Standing in the buzzing queue of many of Paris’s best pâtisseries, I often realise that decision-making has never been one of my strong points. Well, how can you blame me? With such sumptuous choices to ponder over, there are a number of pastry classics that look up from the shiny museum-like glass counters, saying “Go on – don’t forget me! Pick me!”

raspberry giant macarons with passion fruit cream

Admittedly, picking one or two out has become quicker, thanks to taking around eager testers in the  chocolate and pastry groups with Context Paris. What a responsibility it can be to choose a wide enough variety of fabulous samples without them all floating off into a sugar coma.

One of the lighter popular classics is a giant pink macaron garnished with pastry cream and surrounded with fresh raspberries. What’s more, it’s gluten-free. However, it’s not that easy to cut up into sample pieces!

macarons ispahan style in local patisseries

Pierre Hermé, dubbed by Vogue Magazine as the Picasso of Pastry, christened the most famous of giant raspberry macarons the Ispahan, named after a tender, fragrant Iranian rose. The giant pink macaron is filled with a rose and lychee cream and finished off with beautiful fresh raspberries.
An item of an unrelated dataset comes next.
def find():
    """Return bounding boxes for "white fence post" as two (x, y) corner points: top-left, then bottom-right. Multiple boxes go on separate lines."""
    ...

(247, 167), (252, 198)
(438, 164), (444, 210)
So many pastry shops in Paris have drawn on his inspiration with their own take on it. Even our local pâtisserie had their version (above) with the bottom macaron shell upside down…

Raspberry passion fruit giant macaron

As you can imagine, such Parisian pâtisserie temptations are a constant source of exciting inspiration.  For this dessert classic I replaced the lychee and rose with a zingy passion fruit filling, adding that extra acidic touch to the raspberries.

Truth be told, I ran out of passion fruits as I thought two would be enough. But after tasting the cream, I felt it needed another passion fruit for that extra fruity punch.  So instead I added some extra passion fruit purée as an emergency back-up. I use an excellent passion fruit purée from Monin. Incidentally, I also love their floral syrups to quickly and easily add that delicious fragrant touch to pâtisserie recipes such as rose, elderflower and violet for a summery Teatime in Paris.

Giant raspberry macaron with passion fruit cream

Passion Fruit Cream Filling for Giant Raspberry Macarons

I used the basic macaron recipe in “Teatime in Paris” adding a pinch of deep raspberry pink powdered colouring (if using “Mad About Macarons”, use the measurements specified in the Annex of the book, under “Egg White Reference Chart” based on 100g egg whites).  This will make 12 large macarons.  The filling is based on a classic pastry cream (recipe also in “Teatime in Paris”) but I’ve adapted it here based on the liquid of the passion fruit.  Don’t forget that macaron shells can be frozen, so I often prepare them in advance and defrost them the day of a dinner party and the rest is easy to put together.

Serves 6

Preparation Time: 10 minutes
Cooking Time: about 15 minutes
Chilling Time: 1 hour (minimum)

250 ml full-cream milk
1 vanilla pod/bean, seeds scraped out (optional)
3 egg yolks
50 g sugar
30 g cornflour
juice of 3 passion fruits (the equivalent of 4 tbsp once seeds removed)
2 punnets of fresh raspberries

1. In a medium saucepan, gently heat the milk with the vanilla seeds, if using. Meanwhile, using a balloon whisk, mix the egg yolks and sugar in a large bowl until creamy, then whisk in the cornflour until smooth.  When the milk is hot (but not boiling), add half of the hot milk to the beaten egg yolk mixture. Whisk vigorously then quickly add the mix to the rest of the milk in the saucepan while whisking continuously.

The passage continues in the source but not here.